EDM Tuesday Briefing: Tornadoes in the Plains, Impact of Social Media on EDM, Tremors Under Mount St. Helens
Emergency and disaster management briefing for May 10, 2016: Tornadoes sweep over the Plains as severe weather in the U.S. moves east, a group analyzes the role of social media in EDM, small quakes under Mount St. Helens put renewed focus on PNW volcanoes, and Fort McMurray damage reports start to emerge as firefighters continue to try to stop the wildfire.
- Tornadoes hit portions of the Plains yesterday, leaving at least two people dead in Oklahoma, and destroying multiple homes and barn in the state. There were reports of more than 20 tornadoes in Arkansas through the night. The Storm Prediction Center in Norman, OK warned of ongoing, substantial tornado risk in portions of the Southern Plains and Ozarks late yesterday night into today.

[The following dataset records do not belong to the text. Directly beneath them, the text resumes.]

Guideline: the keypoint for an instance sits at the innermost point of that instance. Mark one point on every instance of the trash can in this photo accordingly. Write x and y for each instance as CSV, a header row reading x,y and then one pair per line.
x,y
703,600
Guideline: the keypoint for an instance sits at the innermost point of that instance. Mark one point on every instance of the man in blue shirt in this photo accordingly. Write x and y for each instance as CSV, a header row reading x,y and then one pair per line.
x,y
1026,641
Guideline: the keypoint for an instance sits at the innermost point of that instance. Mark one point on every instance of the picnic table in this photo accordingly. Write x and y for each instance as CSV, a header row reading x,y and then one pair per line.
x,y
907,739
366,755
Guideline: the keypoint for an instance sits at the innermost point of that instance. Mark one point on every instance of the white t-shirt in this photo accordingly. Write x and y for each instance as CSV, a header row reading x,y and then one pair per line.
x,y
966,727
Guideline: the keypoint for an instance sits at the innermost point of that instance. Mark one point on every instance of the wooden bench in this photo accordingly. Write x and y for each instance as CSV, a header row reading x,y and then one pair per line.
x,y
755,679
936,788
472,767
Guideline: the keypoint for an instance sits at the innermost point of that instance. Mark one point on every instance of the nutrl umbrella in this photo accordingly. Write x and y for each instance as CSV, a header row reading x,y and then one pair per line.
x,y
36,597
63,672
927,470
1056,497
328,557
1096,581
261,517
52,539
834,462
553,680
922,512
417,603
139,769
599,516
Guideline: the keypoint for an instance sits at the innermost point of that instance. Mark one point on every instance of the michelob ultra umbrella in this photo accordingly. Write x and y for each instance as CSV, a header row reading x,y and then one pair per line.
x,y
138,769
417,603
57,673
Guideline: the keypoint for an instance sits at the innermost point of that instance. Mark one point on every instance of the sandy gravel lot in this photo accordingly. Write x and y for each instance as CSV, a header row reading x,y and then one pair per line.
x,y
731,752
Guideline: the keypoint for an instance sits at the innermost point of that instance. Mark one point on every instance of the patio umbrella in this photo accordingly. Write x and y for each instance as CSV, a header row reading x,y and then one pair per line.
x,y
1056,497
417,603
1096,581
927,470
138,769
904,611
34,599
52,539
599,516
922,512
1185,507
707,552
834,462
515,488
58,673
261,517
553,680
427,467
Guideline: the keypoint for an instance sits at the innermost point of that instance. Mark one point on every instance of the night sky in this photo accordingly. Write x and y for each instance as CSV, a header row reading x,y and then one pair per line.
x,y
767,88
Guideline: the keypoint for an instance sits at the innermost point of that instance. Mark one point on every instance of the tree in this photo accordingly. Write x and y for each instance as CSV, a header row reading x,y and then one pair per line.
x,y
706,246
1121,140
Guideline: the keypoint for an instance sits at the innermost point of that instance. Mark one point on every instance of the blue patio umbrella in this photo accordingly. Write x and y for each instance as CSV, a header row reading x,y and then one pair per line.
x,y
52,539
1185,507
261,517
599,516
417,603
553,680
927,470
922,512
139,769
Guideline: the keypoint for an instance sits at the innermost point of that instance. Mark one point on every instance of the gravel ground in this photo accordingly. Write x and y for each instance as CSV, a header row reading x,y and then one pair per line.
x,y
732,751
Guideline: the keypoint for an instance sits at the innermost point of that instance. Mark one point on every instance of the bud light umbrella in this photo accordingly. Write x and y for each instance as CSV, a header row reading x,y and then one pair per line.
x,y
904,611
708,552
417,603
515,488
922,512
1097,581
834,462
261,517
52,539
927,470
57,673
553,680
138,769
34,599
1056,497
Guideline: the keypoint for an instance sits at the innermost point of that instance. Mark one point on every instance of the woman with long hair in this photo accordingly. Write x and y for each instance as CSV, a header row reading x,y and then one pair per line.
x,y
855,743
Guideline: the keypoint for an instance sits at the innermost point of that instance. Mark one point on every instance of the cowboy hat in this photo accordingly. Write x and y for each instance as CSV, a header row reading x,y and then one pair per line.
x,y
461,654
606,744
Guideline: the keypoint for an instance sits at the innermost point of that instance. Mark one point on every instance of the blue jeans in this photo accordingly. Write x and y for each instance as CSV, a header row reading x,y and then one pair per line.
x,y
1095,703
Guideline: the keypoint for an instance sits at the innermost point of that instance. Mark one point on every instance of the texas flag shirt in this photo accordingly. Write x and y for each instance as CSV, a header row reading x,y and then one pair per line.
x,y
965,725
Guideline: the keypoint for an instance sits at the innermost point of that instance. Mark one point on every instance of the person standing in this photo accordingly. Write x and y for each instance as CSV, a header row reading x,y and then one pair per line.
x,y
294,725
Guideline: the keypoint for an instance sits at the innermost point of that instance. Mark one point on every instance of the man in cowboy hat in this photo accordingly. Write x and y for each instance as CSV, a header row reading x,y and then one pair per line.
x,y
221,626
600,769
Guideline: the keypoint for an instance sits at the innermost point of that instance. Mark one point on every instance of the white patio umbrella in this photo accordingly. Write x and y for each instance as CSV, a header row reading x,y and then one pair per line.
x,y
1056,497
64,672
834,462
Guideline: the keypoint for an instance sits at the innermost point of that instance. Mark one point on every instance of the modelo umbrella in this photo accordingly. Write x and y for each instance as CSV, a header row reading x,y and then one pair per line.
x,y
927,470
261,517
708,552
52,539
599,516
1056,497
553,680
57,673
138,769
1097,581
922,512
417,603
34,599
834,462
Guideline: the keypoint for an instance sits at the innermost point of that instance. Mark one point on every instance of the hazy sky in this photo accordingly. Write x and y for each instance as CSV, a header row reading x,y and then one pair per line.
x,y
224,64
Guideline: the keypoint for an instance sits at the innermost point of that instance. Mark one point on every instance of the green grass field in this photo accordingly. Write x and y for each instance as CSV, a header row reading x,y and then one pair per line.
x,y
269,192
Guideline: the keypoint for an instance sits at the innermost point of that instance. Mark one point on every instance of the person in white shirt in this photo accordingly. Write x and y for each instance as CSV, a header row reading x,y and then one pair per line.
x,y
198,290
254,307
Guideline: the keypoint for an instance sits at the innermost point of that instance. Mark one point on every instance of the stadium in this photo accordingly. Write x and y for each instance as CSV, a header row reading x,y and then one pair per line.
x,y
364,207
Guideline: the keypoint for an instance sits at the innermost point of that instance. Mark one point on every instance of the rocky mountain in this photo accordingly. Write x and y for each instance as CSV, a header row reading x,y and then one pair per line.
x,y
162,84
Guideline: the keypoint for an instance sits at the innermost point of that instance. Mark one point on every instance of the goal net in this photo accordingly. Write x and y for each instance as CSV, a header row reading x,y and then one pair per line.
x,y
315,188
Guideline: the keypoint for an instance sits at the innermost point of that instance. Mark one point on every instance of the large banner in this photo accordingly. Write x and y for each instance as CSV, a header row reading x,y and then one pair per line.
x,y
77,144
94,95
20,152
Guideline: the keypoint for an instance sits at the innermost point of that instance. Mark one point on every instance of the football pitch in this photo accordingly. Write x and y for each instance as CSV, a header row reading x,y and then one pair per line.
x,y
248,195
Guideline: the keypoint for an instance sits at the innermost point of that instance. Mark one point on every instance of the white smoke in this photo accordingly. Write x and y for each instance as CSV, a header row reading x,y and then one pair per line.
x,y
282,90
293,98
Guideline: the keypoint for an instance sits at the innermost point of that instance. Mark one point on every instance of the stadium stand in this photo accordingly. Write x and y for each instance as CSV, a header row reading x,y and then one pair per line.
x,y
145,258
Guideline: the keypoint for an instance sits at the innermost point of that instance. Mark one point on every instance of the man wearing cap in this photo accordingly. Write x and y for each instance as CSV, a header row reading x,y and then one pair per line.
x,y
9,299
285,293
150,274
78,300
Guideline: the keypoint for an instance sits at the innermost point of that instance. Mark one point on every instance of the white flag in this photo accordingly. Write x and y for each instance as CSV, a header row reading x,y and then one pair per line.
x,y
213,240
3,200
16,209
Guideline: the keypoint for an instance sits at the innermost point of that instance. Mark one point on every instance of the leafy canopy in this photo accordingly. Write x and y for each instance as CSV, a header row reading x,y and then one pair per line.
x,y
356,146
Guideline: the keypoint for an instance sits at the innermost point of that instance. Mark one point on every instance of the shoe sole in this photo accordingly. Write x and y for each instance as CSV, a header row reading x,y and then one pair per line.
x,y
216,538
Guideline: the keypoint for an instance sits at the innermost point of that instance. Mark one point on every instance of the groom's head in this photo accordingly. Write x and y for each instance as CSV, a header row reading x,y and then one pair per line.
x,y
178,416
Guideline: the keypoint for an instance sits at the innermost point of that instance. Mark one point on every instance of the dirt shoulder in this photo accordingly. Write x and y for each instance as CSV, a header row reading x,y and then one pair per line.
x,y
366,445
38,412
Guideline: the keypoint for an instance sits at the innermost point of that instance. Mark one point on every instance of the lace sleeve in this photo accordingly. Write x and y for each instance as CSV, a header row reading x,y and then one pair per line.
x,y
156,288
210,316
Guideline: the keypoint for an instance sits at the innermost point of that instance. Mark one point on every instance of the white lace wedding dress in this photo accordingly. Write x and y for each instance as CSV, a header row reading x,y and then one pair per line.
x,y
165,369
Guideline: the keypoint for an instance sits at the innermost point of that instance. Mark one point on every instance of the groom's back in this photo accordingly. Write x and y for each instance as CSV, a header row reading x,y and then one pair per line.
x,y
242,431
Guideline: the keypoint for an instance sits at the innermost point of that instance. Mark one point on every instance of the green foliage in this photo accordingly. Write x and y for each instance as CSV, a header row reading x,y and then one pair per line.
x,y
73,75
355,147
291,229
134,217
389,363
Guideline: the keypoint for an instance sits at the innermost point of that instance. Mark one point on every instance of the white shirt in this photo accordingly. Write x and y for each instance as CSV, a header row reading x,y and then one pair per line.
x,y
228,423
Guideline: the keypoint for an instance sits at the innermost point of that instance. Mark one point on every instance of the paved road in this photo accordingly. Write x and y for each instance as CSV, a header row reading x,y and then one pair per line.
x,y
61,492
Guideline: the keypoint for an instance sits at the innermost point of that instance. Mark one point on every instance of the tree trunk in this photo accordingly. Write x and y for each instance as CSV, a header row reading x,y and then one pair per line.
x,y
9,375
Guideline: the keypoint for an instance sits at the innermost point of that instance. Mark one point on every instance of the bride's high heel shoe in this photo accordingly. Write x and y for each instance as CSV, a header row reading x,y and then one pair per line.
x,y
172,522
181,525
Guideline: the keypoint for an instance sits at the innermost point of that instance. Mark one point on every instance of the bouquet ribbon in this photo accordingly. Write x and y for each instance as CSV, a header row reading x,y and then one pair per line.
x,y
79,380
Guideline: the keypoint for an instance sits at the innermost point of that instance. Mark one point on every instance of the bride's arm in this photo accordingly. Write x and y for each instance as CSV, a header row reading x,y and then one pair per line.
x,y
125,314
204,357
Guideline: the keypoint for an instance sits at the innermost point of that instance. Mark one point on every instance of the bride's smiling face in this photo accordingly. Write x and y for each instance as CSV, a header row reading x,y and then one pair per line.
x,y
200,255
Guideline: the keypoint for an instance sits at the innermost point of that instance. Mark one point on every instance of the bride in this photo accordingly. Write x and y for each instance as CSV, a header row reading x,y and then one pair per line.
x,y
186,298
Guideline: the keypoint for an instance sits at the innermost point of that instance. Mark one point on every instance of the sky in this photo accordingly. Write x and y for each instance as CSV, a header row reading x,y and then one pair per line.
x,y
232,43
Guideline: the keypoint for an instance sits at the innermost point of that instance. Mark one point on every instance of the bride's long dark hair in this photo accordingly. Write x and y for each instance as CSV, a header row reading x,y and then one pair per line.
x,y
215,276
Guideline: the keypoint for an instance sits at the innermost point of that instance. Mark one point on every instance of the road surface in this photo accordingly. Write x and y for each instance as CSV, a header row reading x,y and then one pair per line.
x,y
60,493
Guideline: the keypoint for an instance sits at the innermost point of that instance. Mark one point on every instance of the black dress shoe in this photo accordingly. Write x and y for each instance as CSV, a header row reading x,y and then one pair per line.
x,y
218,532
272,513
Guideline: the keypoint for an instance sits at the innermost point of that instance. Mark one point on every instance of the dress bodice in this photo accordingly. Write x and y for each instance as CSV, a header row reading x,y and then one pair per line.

- The International City/County Management Association (ICMA) recently analyzed social media use by local governments and agencies and published its findings as to what makes one agency successful at utilizing social media while others struggle. According to the ICMA, several key engagement styles and patterns were noted to be consistent among the different agencies that use social networking sites effectively.
- Recent seismic activity under Mount St. Helens in Washington State is getting much media attention, but some are wondering, should we care? If nothing else, the recent small-magnitude earthquake swarm that USGS scientists reported under Mount St. Helens is bringing renewed attention to volcano danger in the Pacific Northwest.
- Canadian politician Rachel Notley visited fire-stricken Fort McMurray in Alberta and declared that upwards of 90 percent of buildings in the evacuated Canadian city survived the massive wildfire. Notley said the hospital and most schools were intact but about 10 percent -- 2,400 of 25,000 -- of the structures had been burnt. Since the fire began last week, more than 80,000 people have been evacuated. There have not been any fatalities related to the fire, but two people died in a car crash when they were leaving the city.
- Most of Alberta's oil sands power generation have been shut down due to the wildfires in Fort McMurray. The origin of the wildfire is still unknown and under investigation, but a Canadian professor did recently point out that of the 1,200 wildfires reported in Alberta each year, humans cause approximately half of them. Officials have reportedly been using drones to help find the cause of the wildfire. There have also been reports that firefighters are using drones to combat the raging fire.
- California Governor Jerry Brown and state water regulators put forth a revised drought plan for the state yesterday. After a relatively wet start to 2016 in the state, Brown mentioned that some emergency drought rules might be eased, but Brown also made it clear that, regardless, the days when Californians could use as much water as they pleased are now history.
- The Federal Emergency Management Agency (FEMA) announced that it will evaluate emergency preparedness at a nuclear generating station in Delaware next week. The biennial emergency preparedness exercise at the Salem/Hope Creek Nuclear Generating Station will occur during the week of May 16, and will test Delaware's ability to respond to an emergency at the nuclear facility. FEMA will then send its evaluation to the Nuclear Regulatory Commission (NRC) within 90 days for use in licensing decisions.
- President Barack Obama declared a major disaster in Arkansas due to severe weather that hit the state in early March. Federal aid will now supplement state and local recovery efforts in twelve Arkansas counties most impacted by severe storms, tornadoes, straight-line winds, and flooding from March 8-13, 2016.
- Weather experts say that the storm system that hit the Plains hard yesterday could produce twisters as far north as Nebraska and Iowa. The severe weather that struck Oklahoma yesterday is expected to move across the U.S. today and into tomorrow, affecting wide ranging areas from the Ohio Valley to the Tennessee valley, to north Texas to Missouri as it moves east.